Hongkong Bei neuen Protesten in Hongkong gegen das kontroverse Gesetz für Auslieferungen nach China ist es zu schweren Zusammenstößen mit der Polizei gekommen. Die Sicherheitskräfte gingen mit Tränengas, Pfefferspray, Wasserwerfern, Gummigeschossen und Schlagstöcken gegen Tausende vor, die den Legislativrat und mehrere Straßenzüge belagert hatten. Demonstranten rissen Absperrgitter ein und bewarfen Polizisten mit Flaschen und anderen Gegenständen. Wegen der Blockade des Parlaments musste die geplante Debatte über das Gesetz auf einen unbestimmten Zeitpunkt verschoben werden.

Die Hongkonger Polizei hatte ein Großaufgebot an Sicherheitskräften mobilisiert. Die Beamten hielten sich zwar zuerst zurück, gingen aber am Nachmittag Ortszeit gegen die Demonstranten vor. Aus Protest gegen das Gesetz hatten Hunderte Geschäfte geschlossen. Viele Hongkonger nahmen sich frei oder meldeten sich krank. Schon am Sonntag hatten nach Schätzungen zwischen Hunderttausenden bis zu einer Million Hongkonger gegen das Gesetz protestiert. Danach war es in der Nacht bereits zu Ausschreitungen gekommen.

Ungeachtet des massiven Widerstandes unter den sieben Millionen Bewohnern der chinesischen Sonderverwaltungsregion will die umstrittene Regierungschefin Carrie Lam das Gesetz schnell von der Peking-treuen Mehrheit im nicht frei gewählten Legislativrat absegnen lassen.

Das kontroverse Gesetz würde es Hongkongs Behörden erlauben, von der chinesischen Justiz verdächtigte Personen an die kommunistische Volksrepublik auszuliefern.

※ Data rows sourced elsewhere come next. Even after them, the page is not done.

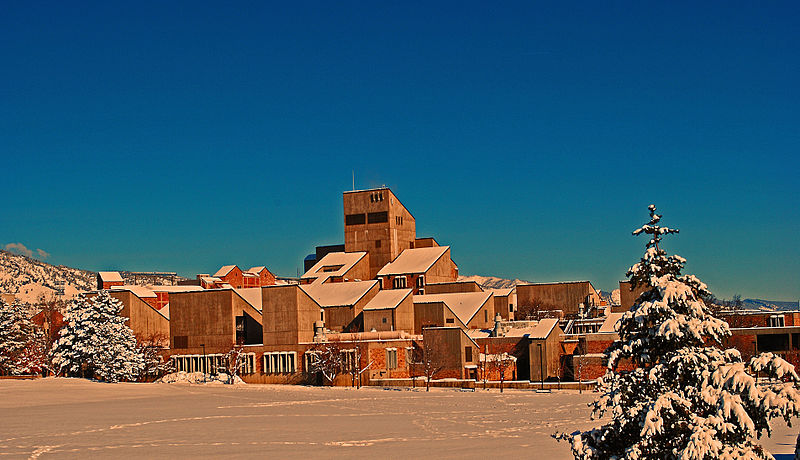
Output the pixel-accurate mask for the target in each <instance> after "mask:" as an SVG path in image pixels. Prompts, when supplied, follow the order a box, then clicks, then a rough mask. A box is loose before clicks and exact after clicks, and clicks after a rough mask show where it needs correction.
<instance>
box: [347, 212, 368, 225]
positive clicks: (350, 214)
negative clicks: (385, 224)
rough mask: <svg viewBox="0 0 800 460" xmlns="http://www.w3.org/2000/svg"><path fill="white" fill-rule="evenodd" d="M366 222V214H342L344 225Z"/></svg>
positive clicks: (352, 224) (355, 224) (362, 222)
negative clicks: (343, 219)
mask: <svg viewBox="0 0 800 460" xmlns="http://www.w3.org/2000/svg"><path fill="white" fill-rule="evenodd" d="M366 222H367V215H366V214H348V215H346V216H344V224H345V225H361V224H365V223H366Z"/></svg>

Kritiker argumentieren aber, dass Chinas Justizsystem nicht unabhängig sei, nicht internationalen Standards entspreche und Andersdenkende politisch verfolge. Auch drohten Folter und Misshandlungen.

Die frühere britische Kronkolonie wird seit der Rückgabe 1997 an China nach dem Grundsatz „ein Land, zwei Systeme“ als eigenes Territorium autonom regiert.